Background: Posttransplantation diabetes mellitus (PTDM) is a well-known complication of tacrolimus-based immunosuppression in both adult and pediatric solid organ recipients. The "natural history" of diabetes in the pediatric thoracic transplant population has not yet been described.
Methods: We identified all pediatric thoracic transplant patients receiving tacrolimus-based immunosuppression who developed PTDM. Medical records were reviewed, with a particular focus on the clinical course of PTDM and its relationship to drug weaning.
Results: Diabetes developed in 24 of 143 (17%) 30-day survivors of heart (12/96, 13%) and heart-lung/lung (12/ 47, 26%) transplantation.
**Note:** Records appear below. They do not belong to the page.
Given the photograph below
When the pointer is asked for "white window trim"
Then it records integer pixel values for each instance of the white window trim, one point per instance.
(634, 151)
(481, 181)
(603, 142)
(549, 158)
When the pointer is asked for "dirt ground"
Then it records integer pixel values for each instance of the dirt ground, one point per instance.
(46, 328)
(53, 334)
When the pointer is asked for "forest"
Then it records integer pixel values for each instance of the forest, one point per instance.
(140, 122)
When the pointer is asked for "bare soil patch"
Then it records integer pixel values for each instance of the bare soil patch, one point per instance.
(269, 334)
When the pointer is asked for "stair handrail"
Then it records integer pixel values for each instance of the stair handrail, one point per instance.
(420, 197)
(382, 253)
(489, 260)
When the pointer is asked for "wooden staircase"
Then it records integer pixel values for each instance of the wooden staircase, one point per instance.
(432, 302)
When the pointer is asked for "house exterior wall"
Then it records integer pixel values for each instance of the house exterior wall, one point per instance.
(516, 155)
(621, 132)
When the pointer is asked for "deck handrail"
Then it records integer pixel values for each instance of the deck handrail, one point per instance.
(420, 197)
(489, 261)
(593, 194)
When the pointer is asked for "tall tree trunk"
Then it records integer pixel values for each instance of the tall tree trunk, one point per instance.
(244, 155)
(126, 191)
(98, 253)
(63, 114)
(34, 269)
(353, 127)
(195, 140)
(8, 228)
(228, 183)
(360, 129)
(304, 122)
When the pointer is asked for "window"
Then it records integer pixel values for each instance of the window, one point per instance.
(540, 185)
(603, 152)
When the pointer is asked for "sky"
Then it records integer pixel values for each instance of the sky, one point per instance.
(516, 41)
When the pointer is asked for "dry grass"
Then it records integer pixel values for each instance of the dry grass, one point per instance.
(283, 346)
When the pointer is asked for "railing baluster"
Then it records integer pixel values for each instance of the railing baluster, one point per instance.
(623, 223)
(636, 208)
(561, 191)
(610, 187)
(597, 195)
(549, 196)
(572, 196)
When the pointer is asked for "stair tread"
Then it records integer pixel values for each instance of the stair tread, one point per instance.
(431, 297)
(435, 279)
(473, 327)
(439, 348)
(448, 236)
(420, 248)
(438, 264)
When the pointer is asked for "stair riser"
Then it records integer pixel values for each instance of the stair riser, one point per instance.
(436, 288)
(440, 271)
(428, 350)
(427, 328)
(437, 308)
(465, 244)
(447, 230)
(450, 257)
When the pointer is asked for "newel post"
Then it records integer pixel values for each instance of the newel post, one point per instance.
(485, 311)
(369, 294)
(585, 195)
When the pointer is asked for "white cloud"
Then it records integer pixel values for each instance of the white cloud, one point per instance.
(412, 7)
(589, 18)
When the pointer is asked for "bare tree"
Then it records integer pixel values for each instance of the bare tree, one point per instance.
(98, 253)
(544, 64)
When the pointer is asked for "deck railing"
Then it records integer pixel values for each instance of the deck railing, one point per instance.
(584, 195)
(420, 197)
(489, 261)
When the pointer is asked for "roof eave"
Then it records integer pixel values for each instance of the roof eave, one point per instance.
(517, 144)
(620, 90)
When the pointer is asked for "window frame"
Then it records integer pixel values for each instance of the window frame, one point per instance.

In 17 (71%) patients, the immunosuppressive regimen at the onset of PTDM also included maintenance corticosteroids. Seventeen patients demonstrated glucose intolerance before the onset of diabetes. Nine patients (38%) developed diabetes during pulsed corticosteroid therapy. Median time of onset after transplantation was 9.0 months. All patients required s.c. insulin for glucose control. The median follow-up from transplant was 49.9 months. There was a significant decrease in mean tacrolimus dosage (P<0.01), tacrolimus level (P<0.04), and steroid dosage (P<0.02) from onset of PTDM to most recent follow-up. Despite this significant reduction in immunosuppression, only 3/24 (13%) patients were successfully weaned off insulin.
Conclusions: Diabetes mellitus is a common complication in pediatric thoracic transplant patients receiving tacrolimus-based immunosuppression. Insulin dependence in our population rarely resolved, even after lowering tacrolimus and steroid doses. Discontinuation of steroids did not guarantee resolution of diabetes.